Knowing that a caucus could force a leadership review might very well make a party leader less likely to require MPs to play the role of lobotomized sheep. Depriving a party leader of the ability to boot someone from caucus similarly frees MPs. Nothing is guaranteed – the Conservative caucus marched in lockstep behind Leader Pierre Poilievre in the last Parliament – but the powers in the Reform Act at least hold out the possibility of returning to MPs some of their lost capacity for independent action and thought.
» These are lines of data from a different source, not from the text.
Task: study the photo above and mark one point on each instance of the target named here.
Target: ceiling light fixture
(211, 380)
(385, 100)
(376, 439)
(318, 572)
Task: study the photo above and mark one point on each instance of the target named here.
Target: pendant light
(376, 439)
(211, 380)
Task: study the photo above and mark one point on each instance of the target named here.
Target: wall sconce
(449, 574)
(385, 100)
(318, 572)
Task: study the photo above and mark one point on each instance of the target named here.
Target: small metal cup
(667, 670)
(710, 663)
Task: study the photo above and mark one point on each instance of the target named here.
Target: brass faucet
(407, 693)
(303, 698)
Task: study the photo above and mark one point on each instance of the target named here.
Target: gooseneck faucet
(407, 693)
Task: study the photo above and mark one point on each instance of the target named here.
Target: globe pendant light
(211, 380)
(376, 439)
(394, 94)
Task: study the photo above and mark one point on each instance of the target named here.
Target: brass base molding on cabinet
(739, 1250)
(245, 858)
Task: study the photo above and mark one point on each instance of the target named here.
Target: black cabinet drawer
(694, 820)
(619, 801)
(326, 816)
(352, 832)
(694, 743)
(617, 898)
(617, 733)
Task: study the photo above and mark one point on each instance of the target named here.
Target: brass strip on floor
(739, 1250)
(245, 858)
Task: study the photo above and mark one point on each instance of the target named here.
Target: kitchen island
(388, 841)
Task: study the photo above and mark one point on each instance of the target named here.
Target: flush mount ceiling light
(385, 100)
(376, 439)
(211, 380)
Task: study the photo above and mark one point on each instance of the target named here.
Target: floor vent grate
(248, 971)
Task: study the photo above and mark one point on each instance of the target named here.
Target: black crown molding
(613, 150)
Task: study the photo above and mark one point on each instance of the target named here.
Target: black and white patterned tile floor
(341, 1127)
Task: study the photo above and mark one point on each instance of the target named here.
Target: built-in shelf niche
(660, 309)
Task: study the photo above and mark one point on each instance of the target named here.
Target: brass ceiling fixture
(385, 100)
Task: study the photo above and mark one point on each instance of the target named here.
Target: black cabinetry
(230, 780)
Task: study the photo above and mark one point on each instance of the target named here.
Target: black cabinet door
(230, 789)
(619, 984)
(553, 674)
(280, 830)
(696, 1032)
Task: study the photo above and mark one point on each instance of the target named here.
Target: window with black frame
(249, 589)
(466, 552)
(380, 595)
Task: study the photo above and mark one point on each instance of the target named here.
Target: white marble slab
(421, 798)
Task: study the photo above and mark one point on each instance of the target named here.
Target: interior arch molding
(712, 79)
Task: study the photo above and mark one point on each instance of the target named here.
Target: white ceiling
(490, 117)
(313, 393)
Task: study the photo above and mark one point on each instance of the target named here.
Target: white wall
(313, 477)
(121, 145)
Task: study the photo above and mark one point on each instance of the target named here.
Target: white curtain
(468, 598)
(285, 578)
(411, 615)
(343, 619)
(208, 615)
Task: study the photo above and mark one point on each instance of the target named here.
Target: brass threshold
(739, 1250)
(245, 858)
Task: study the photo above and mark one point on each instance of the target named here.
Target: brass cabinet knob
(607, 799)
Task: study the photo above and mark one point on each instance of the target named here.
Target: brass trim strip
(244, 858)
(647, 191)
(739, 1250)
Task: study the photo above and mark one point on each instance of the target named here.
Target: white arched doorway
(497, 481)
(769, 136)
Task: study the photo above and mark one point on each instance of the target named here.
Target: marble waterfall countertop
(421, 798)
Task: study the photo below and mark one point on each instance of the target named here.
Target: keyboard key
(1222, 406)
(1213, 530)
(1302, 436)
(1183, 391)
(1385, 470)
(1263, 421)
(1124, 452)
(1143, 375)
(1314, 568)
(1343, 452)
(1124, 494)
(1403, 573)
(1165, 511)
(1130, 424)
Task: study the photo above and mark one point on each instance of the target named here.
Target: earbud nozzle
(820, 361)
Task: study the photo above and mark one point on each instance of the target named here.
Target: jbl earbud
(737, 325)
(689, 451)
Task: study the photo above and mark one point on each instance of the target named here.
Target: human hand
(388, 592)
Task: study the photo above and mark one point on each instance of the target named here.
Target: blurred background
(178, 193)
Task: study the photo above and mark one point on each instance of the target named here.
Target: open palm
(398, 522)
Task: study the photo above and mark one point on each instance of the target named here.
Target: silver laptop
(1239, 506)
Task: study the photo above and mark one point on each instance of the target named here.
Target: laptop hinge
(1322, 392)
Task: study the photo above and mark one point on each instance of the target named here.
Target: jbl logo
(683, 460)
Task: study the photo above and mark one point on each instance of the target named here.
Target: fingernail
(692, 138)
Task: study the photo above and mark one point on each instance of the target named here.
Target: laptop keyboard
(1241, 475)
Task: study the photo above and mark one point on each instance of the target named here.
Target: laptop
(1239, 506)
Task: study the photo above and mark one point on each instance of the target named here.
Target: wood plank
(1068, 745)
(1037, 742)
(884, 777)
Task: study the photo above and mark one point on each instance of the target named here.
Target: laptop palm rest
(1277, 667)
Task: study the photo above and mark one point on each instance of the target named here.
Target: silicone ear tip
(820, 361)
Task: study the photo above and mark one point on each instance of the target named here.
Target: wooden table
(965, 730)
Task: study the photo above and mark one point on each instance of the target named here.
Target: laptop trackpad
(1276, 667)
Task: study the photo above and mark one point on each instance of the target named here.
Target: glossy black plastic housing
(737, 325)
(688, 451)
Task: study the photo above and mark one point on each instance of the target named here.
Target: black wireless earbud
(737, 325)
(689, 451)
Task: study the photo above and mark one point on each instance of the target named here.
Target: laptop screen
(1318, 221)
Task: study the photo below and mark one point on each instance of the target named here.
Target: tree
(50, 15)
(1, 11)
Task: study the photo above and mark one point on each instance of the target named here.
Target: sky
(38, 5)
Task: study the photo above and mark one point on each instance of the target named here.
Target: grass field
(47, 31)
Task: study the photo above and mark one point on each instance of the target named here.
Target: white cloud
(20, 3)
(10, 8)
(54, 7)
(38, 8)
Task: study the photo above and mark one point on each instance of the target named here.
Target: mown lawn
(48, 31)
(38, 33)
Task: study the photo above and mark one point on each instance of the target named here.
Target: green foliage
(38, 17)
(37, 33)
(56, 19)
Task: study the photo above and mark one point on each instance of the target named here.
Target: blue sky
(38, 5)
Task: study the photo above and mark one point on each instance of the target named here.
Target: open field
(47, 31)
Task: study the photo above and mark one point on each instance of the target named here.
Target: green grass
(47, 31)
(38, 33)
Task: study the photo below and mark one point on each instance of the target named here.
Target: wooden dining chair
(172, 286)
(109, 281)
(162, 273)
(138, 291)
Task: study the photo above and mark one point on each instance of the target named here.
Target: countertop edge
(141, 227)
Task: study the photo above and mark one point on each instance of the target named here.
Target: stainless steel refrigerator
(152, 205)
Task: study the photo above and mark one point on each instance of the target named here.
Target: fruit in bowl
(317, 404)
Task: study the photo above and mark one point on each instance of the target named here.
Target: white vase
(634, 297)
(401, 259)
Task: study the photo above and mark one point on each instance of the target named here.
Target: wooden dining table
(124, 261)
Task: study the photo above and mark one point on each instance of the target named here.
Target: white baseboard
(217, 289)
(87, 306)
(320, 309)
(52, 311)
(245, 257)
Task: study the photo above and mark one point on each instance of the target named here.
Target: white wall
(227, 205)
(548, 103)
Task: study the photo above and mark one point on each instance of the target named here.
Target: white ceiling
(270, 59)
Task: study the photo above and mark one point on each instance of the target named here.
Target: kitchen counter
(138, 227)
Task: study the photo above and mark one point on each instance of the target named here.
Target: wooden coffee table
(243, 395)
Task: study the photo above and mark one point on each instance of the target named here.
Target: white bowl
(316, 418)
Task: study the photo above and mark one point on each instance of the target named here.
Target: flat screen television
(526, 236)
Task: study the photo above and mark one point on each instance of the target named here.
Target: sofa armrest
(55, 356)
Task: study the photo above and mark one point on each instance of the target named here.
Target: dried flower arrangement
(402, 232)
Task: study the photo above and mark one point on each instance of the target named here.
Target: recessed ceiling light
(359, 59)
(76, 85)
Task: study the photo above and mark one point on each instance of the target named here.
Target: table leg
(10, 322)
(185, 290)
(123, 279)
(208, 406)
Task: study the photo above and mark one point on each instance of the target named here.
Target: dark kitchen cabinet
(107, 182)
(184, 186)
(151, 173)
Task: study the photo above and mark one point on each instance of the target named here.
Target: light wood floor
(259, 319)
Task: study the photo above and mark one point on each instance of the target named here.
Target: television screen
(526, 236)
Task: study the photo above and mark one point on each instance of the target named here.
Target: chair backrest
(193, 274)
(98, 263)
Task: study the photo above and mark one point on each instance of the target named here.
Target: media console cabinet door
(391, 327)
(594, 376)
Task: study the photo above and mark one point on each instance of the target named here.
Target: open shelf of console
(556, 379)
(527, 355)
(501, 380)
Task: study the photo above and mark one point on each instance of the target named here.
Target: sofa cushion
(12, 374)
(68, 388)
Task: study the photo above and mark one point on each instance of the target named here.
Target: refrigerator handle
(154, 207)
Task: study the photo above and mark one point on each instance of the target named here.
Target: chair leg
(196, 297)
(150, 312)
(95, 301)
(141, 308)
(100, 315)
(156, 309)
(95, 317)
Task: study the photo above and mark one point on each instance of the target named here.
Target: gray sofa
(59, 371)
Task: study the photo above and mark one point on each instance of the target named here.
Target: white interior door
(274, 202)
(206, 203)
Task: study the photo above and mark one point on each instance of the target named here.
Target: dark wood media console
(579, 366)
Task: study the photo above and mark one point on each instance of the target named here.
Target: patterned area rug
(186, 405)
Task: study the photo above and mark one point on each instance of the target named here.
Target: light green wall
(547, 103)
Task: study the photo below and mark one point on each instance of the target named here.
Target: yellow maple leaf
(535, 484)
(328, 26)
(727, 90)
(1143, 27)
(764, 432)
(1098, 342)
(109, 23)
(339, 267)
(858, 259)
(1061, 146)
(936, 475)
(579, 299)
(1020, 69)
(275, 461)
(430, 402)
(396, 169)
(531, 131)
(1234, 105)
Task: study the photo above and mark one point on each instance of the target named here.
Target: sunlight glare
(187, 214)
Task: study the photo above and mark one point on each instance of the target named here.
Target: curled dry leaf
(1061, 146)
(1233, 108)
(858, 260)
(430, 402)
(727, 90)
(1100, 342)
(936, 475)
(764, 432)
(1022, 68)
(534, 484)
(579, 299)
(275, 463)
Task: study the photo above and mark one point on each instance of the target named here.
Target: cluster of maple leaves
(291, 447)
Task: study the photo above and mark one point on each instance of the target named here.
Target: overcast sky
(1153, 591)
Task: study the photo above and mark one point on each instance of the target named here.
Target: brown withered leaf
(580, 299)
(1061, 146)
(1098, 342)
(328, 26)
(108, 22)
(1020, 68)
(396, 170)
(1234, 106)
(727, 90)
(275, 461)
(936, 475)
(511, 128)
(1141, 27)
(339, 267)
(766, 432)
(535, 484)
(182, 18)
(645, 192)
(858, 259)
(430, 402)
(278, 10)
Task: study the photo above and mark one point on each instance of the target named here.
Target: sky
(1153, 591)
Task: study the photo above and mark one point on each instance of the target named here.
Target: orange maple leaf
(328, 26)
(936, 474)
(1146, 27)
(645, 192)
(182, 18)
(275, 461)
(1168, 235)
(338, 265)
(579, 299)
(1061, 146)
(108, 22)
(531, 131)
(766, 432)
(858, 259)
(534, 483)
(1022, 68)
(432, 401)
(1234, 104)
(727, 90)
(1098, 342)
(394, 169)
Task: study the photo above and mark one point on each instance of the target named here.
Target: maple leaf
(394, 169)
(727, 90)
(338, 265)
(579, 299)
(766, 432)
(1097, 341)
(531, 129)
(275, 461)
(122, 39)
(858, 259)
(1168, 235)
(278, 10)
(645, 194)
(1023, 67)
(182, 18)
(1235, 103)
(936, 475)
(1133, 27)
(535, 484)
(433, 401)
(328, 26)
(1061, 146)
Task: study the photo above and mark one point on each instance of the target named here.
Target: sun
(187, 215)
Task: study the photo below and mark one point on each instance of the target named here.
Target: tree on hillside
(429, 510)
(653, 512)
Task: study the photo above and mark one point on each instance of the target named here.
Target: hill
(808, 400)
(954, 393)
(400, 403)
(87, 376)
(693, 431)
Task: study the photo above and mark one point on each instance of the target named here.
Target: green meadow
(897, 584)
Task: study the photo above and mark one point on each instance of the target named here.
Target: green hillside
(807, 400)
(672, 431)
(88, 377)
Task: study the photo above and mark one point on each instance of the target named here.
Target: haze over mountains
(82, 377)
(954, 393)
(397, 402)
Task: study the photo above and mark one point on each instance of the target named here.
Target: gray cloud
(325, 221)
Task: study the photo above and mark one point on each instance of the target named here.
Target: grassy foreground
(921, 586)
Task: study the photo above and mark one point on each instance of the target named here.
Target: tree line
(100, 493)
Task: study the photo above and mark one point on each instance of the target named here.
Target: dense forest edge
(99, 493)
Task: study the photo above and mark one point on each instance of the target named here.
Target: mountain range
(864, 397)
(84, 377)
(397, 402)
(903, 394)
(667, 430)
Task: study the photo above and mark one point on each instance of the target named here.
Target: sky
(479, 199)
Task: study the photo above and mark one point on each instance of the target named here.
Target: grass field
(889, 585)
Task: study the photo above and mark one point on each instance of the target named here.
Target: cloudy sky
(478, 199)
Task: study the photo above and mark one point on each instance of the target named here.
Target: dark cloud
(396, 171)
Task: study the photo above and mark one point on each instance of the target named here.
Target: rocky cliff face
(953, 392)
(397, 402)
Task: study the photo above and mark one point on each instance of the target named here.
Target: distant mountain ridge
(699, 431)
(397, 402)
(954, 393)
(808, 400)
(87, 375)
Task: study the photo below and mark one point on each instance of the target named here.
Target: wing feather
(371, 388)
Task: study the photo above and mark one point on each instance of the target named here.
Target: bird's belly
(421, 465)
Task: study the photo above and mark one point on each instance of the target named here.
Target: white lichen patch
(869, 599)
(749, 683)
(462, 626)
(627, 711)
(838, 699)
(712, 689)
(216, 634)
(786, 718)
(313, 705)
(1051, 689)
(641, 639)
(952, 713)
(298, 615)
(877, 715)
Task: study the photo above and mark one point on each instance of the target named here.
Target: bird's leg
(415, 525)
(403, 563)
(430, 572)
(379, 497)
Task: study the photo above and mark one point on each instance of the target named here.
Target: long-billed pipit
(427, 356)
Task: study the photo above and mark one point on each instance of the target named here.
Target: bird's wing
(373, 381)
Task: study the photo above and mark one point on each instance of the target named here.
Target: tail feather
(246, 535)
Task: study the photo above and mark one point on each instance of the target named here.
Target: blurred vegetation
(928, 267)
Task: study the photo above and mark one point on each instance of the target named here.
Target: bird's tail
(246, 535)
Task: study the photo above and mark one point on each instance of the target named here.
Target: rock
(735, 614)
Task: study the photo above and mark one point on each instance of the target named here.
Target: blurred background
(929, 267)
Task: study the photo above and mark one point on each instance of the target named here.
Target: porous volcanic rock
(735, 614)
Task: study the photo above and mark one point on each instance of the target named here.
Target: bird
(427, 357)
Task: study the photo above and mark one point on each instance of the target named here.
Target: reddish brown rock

And the Liberal caucus would have found such powers most handy last year, as MPs fretted about how to avoid a looming electoral defeat with Justin Trudeau as leader. Rather than the orderly and quick process envisioned under the Reform Act, Canadians instead had to endure months of dillying, dallying, dithering and denying from Liberals about support for Mr. Trudeau. It took the former prime minister’s overreach in clumsily demoting Chrystia Freeland, and her abrupt exit from cabinet, to eventually force Mr. Trudeau’s resignation.
One might think the Liberals would have learned the lesson of 2024, namely that the country’s interests must be put above those of the party – or at least, that the party’s interests must be put above those of any one person. One might think that, but one would be wrong. There was no need to vote in favour of empowering caucus because Prime Minister Mark Carney is “by far the greatest leader that we’ve seen since Lester B. Pearson,” Sault Ste.
Marie-Algoma MP Terry Sheehan told reporters. It’s easy enough to imagine similar sycophancy in 2015 about Mr. Trudeau. The Liberal caucus missed a low-drama opportunity to normalize the use of the Reform Act.
Mr. Carney’s current job security is close to absolute, given the indispensable role he played in the improbable resurrection of the governing party. If MPs had adopted the powers in the act, it would not have been the opening act of a caucus rebellion, but rather a principled decision. It’s hard to conceive of a more conducive scenario for a low-key endorsement of the Reform Act.
And still, the Liberal caucus was not able to summon even the minimal courage needed for that. Mr. Carney, too, missed an opportunity to embrace the use of the Reform Act, and demonstrate that he welcomed the empowerment of caucus. The implications of the Liberal caucus’s failure extends beyond the party’s own ranks.
If both the Liberals and Conservatives had voted to adopt the provisions of the Reform Act, it would have gone a long way in institutionalizing such measures, of making them a permanent, unremarkable feature of national politics. Instead, the Liberals have reinforced the notion that a vote for the powers in the Reform Act is a vote against the party leader. And the unwillingness of the Liberals to embrace a minimal, indeed mostly theoretical, measure of independence does not bode well for other parliamentary business.
Any hope of MPs departing from the party line in Commons committee work just fizzled. The Liberal caucus had the chance to place their constituents first, to show Canadians that they had drawn the appropriate lessons from their near-death experience last year. Instead, Liberal MPs again chose party over country, again chose sycophancy over independence.